Jesus does not accept everyone as they were. I do believe he told the adulterous woman, "Go, and sin no more."

David said:

Can you say "Nanny State social engineering"? All this nonsense will accomplish is to make marriage even more meaningless than it already is.

A much more constructive approach would be to make it more difficult to get *married*. Doing the hard work of pre-marital education to prevent bad marriages in the first place is obviously a more efficacious long-term approach to our divorce problem.

The problem with that from the perspective of "social conservatives" is that it would require too much honest discussion of what marriage really means (hint: it's not the shallow Bob Marshall concept of genital "complementarity").

Such vulgarities as "insert tab A into slot B" does not a marriage make.

kevin said:

David, you're absolutely right. Getting in on the prevention end is a much better way to go in my opinion. As in pre-marital education.

I kind of agree with everyone. I think both marriage and divorce are too easy to fall into, and consistent with the effort to "strengthen the family" it seems like a worthwhile PR endeavor for the Family Foundation.

It totally falls short, however, because the crisis of the family in America is a crisis brought on by deteriorating values: People just don't value families as highly as they should. They value other stuff, and the children suffer.

What's interesting is the crisis is just as pervasive within the "Christian community" as without. What does that say about the Church or churches?

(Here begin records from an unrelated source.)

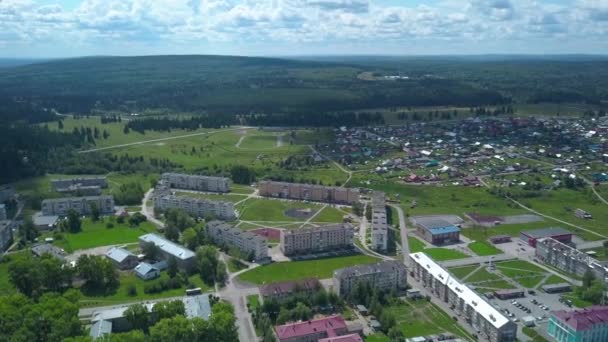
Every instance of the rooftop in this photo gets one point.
(167, 246)
(546, 232)
(467, 295)
(583, 319)
(328, 324)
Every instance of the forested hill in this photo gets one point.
(224, 84)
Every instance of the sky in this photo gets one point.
(67, 28)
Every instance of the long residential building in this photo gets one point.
(379, 226)
(590, 324)
(568, 259)
(247, 242)
(185, 258)
(308, 192)
(82, 205)
(317, 239)
(385, 276)
(196, 182)
(482, 316)
(198, 207)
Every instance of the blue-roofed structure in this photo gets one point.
(437, 231)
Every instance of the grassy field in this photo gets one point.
(95, 234)
(483, 248)
(318, 268)
(442, 254)
(126, 280)
(422, 318)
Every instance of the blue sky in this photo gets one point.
(61, 28)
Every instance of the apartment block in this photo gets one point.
(318, 239)
(308, 192)
(379, 225)
(385, 276)
(196, 182)
(468, 305)
(183, 256)
(568, 259)
(82, 205)
(196, 206)
(247, 242)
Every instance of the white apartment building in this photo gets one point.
(247, 242)
(385, 275)
(82, 205)
(379, 224)
(317, 239)
(195, 182)
(483, 317)
(196, 206)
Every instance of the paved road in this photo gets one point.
(160, 139)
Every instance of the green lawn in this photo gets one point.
(318, 268)
(463, 271)
(127, 279)
(415, 244)
(442, 254)
(95, 234)
(422, 318)
(483, 248)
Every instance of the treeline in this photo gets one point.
(314, 119)
(191, 124)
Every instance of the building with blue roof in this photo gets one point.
(437, 231)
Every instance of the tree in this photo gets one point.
(172, 268)
(94, 212)
(138, 316)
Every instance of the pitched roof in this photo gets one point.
(583, 319)
(327, 324)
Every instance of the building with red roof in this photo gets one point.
(313, 330)
(590, 324)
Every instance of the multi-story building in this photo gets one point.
(82, 186)
(318, 239)
(285, 289)
(183, 256)
(195, 182)
(385, 275)
(590, 324)
(82, 205)
(313, 330)
(308, 192)
(196, 206)
(6, 235)
(379, 226)
(568, 259)
(437, 231)
(483, 317)
(247, 242)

What is says to me is a person can put on the trappings of religion just like donning a uniform. How much faith still exists within the Christian community?

I view this problem similar to the way I view the abortion issue. The state can do some things in terms of putting the brakes on the process and distributing information, but the problem will only be solved via widespread education. People have to want the right things; if they don't, there is only so much the state can achieve.

The state does a reasonably good job locking up murderers and such; it has a much spottier record at making people less stupid and selfish.

Charles Author Profile Page said:

You can't fix everything until you fix something.

People sign the marriage contract, it's not unreasonable to enforce it.

People DO take actions without regards to their children, and anything we can do to focus again on what is best for the children rather than simply what they want is a good thing.

I guess the devil's in the details though.

But it is clear that too many people are taking children for granted, or subordinating children to their own wants and desires.

And yes, I generally include in this list people who purposely and willfully bring children into the world with the intent of denying them knowledge, or the input, of their biological parent or parents.

Sure, children are fun, but so is a dog, and maybe those who just want something around the house should stick to 4-legged creatures.

Harold said:

It is time to move on. Find something else to be outraged by. The Iraq war is a good place to start. Bush and Cheney’s abuse of power is a reason to be appalled. Darfur? Right up there.